The formula to find the total capacitance in a series configuration is:\[ C_{total} = \frac{1} {(1/C_1)+(1/C_2)+...+(1/C_n)} \]This formula indicates that the total capacitance decreases as more capacitors are added in series. Each added capacitor demands a share of the total voltage, spreading the potential difference across multiple stages. In the case of the parallel plate capacitor filled with two dielectric slabs, considering each slab as a capacitor allows the application of this principle.

• The inverse addition shows how individual contributions are combined into an overall smaller effect.
• This method highlights the cumulative limitations in charge storage when arranging capacitors in series.

Understanding series arrangements is a significant step toward grasping broader concepts in electrical engineering and electrostatics.

Electrostatics

Electrostatics encompasses the study of stationary charges or electric charges at rest. A crucial aspect of electrostatics is the interaction between electric fields and materials. When a parallel plate capacitor is involved, the electrostatic principles allow us to predict how charges will behave.
In a capacitor:

• An electric field is established between the plates when connected to a power source, causing the plates to accumulate electric charge.
• The direction of the electric field is from the positive to the negative plate.

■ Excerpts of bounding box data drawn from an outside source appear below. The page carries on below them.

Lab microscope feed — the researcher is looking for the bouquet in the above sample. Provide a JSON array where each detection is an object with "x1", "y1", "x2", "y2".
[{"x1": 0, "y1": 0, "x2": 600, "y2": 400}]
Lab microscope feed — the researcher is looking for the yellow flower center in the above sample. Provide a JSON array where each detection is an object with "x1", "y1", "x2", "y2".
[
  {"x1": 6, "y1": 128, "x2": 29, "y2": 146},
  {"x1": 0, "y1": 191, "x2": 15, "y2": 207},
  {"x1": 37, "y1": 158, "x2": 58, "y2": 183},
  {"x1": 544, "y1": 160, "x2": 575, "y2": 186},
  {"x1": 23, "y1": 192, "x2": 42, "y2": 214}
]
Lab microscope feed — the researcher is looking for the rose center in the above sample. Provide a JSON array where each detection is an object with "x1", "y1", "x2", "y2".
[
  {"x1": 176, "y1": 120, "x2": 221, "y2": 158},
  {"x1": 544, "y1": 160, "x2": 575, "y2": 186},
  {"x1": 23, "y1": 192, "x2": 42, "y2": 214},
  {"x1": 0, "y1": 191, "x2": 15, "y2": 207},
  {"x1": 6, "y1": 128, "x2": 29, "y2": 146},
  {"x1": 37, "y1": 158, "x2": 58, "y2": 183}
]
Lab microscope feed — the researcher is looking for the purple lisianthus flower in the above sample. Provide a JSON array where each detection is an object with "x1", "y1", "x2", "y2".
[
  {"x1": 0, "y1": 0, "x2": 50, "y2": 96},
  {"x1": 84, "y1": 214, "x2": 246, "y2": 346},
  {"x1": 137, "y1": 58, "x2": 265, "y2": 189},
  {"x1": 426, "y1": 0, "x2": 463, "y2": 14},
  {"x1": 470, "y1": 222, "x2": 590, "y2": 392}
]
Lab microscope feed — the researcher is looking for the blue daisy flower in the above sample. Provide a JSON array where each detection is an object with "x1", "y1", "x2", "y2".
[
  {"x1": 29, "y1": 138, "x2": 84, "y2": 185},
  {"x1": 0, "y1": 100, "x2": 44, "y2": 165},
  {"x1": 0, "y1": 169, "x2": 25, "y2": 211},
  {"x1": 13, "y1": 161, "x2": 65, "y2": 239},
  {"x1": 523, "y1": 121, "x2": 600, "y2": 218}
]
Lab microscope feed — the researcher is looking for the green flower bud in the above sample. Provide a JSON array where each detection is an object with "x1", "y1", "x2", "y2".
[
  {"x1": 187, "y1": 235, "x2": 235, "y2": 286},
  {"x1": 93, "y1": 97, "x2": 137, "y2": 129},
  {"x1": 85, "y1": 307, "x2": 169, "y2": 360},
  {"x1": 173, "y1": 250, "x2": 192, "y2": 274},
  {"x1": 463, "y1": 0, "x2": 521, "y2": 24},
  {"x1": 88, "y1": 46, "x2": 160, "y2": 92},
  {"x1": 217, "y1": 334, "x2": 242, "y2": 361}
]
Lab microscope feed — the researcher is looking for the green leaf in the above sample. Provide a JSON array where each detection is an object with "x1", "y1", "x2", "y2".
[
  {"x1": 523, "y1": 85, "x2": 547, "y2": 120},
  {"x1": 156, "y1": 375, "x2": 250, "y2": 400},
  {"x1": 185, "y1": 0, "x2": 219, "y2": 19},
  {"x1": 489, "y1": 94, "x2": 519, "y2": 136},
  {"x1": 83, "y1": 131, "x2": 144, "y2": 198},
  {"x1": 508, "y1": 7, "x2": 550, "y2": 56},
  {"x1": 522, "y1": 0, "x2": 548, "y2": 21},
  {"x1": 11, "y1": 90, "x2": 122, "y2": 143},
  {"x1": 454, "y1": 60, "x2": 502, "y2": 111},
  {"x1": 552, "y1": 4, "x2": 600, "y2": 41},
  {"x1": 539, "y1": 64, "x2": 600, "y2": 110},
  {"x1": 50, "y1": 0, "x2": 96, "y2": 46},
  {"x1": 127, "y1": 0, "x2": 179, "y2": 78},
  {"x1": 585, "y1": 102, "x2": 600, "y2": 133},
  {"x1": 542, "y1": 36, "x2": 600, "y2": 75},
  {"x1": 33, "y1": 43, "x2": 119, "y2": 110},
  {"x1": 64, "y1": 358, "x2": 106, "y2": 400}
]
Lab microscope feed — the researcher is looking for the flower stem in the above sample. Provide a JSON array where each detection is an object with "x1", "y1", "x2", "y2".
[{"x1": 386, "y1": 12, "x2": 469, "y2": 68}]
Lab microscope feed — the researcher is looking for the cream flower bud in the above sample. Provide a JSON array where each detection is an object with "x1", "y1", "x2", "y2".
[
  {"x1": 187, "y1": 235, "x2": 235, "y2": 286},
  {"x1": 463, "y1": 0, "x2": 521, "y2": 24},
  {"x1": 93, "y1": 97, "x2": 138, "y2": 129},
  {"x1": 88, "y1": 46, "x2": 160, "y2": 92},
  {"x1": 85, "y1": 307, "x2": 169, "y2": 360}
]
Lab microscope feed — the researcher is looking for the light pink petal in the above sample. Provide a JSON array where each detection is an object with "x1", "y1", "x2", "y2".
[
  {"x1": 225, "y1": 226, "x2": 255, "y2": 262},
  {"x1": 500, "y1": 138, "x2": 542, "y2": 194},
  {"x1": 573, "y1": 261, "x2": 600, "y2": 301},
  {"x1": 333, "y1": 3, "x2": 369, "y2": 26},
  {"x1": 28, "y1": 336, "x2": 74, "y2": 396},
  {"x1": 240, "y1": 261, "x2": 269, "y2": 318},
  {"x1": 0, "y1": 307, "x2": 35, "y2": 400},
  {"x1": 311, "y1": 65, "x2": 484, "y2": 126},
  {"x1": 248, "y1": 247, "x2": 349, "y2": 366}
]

Dielectric materials influence this field. They reduce the electric field strength inside the capacitor by getting polarized, which effectively increases the capacitor's capacitance. Electrostatic principles govern how these fields change and adjust depending on various factors, such as plate separation, the nature of the dielectric material, and the potential difference across the plates. A thorough grasp of electrostatics allows engineers and scientists to design more efficient electrical devices, ranging from capacitors to more complex systems, by predicting and controlling electric field behavior.